First, you should let your child’s doctor know the symptoms you have been noticing. The doctor may ask about medical history. The doctor will give the child a thorough physical exam and some tests may also be done to rule out other conditions that can cause muscle weakness.

If the doctor suspects DMD, he/she will recommend tests like:
• Blood tests
• Gene tests
• Muscle biopsy


There is no definite cure for DMD, but there are medicines and other therapeutic interventions like Stem Cell Therapy that can ease your child’s symptoms, protect his muscles and keep his heart and lungs healthy.

Taking care of your child

It is heartbreaking to learn that one’s child is suffering from DMD, but remember that this condition does not prevent him from going to school, play sports and have fun with friends. If you stick to the treatment regime, know what works for the child, you can help him lead an active life.

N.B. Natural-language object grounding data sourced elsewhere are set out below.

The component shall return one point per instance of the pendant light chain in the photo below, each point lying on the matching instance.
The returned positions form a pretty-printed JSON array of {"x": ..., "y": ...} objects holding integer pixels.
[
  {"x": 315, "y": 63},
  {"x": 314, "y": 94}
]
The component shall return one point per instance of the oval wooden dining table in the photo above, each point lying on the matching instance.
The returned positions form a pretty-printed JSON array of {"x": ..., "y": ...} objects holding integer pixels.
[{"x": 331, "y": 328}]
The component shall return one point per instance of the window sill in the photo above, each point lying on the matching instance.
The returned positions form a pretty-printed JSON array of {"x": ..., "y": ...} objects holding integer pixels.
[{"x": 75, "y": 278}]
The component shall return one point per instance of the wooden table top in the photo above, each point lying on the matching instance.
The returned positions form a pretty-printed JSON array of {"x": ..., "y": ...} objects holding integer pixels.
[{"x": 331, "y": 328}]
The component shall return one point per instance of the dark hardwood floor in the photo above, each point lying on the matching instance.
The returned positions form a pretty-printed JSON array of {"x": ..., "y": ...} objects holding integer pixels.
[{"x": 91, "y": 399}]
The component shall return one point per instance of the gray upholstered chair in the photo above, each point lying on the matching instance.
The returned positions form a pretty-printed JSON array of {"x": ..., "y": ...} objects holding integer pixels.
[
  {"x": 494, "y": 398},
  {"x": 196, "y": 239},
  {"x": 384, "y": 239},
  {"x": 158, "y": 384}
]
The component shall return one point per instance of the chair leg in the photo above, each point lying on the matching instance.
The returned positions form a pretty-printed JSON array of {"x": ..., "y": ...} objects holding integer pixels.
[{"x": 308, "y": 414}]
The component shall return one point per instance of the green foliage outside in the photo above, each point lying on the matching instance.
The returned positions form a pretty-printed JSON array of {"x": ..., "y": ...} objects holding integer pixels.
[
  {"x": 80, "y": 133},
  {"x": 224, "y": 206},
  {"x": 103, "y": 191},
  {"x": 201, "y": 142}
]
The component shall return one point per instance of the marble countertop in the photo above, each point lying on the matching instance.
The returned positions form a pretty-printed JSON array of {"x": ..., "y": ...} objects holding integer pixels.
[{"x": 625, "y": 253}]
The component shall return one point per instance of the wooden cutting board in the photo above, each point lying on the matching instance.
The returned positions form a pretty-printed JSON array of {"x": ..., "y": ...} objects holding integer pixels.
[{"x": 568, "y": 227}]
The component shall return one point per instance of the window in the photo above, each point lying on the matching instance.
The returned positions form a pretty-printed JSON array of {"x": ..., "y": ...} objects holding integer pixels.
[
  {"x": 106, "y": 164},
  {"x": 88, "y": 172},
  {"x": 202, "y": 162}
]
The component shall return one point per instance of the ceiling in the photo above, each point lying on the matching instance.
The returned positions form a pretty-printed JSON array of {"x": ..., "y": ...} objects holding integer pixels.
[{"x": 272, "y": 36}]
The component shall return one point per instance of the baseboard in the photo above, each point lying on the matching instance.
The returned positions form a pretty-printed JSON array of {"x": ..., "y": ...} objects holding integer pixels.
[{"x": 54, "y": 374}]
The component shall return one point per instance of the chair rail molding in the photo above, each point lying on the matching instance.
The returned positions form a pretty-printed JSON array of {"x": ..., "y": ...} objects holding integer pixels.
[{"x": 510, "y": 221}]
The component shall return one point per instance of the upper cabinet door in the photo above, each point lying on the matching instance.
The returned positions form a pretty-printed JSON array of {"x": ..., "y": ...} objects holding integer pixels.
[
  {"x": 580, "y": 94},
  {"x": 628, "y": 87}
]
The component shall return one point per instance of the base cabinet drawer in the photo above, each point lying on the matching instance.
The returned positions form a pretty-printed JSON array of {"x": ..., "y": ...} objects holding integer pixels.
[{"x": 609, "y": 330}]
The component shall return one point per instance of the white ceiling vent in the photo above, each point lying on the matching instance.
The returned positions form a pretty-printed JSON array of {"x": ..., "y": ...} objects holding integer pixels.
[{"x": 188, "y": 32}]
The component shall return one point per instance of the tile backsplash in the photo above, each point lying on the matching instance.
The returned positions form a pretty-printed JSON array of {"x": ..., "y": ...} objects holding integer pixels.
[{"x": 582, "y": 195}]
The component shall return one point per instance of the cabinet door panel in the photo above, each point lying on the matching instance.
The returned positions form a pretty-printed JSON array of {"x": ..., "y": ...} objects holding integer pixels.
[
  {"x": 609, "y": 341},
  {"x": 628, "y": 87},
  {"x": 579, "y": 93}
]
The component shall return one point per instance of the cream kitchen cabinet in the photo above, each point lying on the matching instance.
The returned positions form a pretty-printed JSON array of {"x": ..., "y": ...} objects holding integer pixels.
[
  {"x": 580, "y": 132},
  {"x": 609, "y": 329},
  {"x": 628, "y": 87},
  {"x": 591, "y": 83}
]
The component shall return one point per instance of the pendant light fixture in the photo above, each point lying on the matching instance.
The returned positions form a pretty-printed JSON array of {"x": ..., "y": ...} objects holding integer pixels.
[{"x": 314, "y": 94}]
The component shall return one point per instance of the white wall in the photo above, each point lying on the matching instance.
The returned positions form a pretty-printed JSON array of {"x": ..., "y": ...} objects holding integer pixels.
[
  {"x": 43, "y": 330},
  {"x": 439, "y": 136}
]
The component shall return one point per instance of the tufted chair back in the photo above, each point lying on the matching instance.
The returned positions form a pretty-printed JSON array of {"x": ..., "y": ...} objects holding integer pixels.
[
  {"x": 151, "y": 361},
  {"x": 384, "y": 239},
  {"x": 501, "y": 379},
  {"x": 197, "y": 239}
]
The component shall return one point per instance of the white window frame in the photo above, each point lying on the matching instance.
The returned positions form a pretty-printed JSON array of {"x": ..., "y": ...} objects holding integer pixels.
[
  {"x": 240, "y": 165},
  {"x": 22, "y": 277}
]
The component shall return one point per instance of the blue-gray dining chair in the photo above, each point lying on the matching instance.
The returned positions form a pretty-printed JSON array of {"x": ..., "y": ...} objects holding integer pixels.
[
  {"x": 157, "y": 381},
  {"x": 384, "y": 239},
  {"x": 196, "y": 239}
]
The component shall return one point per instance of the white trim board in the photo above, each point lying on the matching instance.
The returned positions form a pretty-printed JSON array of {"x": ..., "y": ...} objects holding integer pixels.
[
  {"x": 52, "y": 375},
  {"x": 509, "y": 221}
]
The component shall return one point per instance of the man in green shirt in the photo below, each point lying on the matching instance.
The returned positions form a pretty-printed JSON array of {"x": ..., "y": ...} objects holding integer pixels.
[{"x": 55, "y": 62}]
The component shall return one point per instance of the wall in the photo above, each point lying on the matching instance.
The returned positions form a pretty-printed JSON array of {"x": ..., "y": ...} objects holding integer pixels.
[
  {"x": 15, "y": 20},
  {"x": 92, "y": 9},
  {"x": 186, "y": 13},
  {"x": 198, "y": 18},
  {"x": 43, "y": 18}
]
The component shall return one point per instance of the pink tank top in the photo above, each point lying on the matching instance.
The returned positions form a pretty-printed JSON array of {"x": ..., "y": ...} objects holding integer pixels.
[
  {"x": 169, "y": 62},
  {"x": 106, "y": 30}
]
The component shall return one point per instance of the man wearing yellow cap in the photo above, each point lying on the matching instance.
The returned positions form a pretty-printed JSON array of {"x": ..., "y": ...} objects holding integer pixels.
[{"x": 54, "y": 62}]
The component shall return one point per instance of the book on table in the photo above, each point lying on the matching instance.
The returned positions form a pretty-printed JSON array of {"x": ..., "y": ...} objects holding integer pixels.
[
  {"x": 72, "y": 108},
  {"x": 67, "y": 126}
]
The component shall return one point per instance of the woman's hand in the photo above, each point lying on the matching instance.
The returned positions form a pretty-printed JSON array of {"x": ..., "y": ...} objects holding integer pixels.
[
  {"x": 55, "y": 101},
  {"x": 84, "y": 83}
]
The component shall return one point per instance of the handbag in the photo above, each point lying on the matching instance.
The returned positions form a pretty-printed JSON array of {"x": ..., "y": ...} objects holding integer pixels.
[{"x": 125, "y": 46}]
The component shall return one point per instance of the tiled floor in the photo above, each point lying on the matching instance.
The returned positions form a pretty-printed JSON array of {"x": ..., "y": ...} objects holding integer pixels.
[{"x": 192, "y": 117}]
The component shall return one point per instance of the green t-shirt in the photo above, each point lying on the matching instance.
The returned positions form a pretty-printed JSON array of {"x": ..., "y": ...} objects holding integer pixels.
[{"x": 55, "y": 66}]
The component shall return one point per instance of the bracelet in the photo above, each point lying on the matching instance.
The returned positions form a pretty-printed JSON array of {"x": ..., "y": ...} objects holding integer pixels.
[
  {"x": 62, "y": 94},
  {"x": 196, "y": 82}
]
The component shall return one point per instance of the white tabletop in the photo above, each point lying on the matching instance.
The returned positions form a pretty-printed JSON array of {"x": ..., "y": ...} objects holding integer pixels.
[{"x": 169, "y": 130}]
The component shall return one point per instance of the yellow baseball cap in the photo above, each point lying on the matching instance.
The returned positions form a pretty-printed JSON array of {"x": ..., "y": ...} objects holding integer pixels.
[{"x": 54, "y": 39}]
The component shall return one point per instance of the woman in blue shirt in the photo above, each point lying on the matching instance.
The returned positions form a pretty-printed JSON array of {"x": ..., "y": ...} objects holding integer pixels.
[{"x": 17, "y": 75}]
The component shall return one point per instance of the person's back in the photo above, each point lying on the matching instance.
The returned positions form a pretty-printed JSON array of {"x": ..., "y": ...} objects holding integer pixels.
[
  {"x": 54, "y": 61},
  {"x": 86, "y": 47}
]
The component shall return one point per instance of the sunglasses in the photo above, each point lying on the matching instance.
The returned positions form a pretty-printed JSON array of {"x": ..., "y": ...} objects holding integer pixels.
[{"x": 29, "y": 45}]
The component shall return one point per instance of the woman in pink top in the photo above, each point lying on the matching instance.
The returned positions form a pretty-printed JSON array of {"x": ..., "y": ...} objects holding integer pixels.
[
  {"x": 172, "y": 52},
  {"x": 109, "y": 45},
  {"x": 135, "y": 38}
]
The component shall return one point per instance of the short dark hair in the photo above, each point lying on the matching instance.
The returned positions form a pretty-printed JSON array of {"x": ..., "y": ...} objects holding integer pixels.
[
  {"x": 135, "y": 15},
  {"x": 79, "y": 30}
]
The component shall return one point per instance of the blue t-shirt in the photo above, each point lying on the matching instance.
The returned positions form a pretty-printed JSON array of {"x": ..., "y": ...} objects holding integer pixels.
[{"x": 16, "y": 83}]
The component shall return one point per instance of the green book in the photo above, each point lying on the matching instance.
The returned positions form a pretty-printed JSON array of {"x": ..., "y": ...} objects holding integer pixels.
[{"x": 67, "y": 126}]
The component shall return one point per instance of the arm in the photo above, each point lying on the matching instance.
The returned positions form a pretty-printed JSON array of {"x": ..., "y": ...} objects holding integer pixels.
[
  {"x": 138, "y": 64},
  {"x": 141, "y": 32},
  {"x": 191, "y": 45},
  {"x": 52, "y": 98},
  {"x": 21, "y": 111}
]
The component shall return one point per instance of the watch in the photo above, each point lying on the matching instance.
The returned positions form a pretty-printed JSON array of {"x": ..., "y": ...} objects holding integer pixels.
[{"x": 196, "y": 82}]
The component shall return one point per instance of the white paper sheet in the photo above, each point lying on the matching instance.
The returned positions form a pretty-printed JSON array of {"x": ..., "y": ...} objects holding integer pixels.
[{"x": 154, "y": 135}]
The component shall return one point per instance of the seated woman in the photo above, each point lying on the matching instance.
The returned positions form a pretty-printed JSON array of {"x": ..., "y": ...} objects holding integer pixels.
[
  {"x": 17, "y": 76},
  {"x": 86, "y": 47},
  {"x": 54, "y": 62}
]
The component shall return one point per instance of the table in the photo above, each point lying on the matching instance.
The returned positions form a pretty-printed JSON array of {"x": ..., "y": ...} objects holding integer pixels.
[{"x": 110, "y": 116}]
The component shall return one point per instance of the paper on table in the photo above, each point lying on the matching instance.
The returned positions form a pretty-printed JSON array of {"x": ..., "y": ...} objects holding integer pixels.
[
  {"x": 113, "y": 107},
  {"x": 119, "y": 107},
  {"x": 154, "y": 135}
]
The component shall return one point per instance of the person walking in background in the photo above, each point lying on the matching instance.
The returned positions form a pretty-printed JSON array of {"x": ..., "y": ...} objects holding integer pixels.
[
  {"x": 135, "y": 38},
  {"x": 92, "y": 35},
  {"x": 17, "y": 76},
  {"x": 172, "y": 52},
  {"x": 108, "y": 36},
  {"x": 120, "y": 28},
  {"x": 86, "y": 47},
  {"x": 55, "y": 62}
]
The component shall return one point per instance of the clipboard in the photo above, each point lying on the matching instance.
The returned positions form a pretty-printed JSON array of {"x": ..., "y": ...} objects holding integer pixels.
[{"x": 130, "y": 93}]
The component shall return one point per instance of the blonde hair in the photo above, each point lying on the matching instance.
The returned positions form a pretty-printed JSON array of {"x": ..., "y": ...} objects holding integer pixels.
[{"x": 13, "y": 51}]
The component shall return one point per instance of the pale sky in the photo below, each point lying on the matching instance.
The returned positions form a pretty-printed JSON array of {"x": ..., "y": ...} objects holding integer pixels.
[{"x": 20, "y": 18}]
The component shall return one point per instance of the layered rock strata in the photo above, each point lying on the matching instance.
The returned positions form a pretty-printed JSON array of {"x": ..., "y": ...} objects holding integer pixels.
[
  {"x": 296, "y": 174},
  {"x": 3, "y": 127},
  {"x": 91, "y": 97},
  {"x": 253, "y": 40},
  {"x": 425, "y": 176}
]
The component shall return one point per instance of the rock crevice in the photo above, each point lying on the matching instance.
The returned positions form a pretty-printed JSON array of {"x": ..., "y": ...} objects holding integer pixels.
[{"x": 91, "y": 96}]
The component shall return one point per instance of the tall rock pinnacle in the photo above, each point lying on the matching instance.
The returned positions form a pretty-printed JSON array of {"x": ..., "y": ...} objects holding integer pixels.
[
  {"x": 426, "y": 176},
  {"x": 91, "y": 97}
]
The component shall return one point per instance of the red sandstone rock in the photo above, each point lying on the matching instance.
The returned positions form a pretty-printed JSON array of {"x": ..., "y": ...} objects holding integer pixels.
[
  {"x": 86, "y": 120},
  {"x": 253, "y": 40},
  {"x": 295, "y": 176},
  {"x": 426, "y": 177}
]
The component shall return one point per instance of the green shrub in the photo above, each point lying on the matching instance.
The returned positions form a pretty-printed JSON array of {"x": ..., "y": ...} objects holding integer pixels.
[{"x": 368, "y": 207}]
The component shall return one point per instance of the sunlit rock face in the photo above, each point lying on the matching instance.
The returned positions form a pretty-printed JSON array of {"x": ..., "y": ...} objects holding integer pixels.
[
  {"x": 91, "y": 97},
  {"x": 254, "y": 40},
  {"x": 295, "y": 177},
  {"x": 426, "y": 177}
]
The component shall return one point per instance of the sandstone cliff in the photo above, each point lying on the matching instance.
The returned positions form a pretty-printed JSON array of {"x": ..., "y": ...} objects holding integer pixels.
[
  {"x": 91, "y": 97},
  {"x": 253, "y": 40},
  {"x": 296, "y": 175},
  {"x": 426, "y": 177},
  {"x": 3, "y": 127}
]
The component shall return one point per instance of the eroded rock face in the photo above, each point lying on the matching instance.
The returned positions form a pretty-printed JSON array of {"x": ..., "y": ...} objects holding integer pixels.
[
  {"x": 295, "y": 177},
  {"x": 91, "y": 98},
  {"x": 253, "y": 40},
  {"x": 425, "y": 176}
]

• Encourage him to stand and walk as much as possible
• Advice him to eat right
• Stay active. Exercise and stretches can keep your child’s muscles and joints supple and help him feel better.
• Find support. Other families with DMD can be a great source of understanding about life with the disease

What to expect

As years pass by, child’s muscles can get weaker and walking becomes increasingly difficult. Many children with DMD need the help of a wheelchair to move around by the time they reach 12 years old. Although some kids live only into their teens, the outlook for the condition is much better than it used to be. Today young adults with this form of muscle weakness can go to college, can work, marry and start families of their own.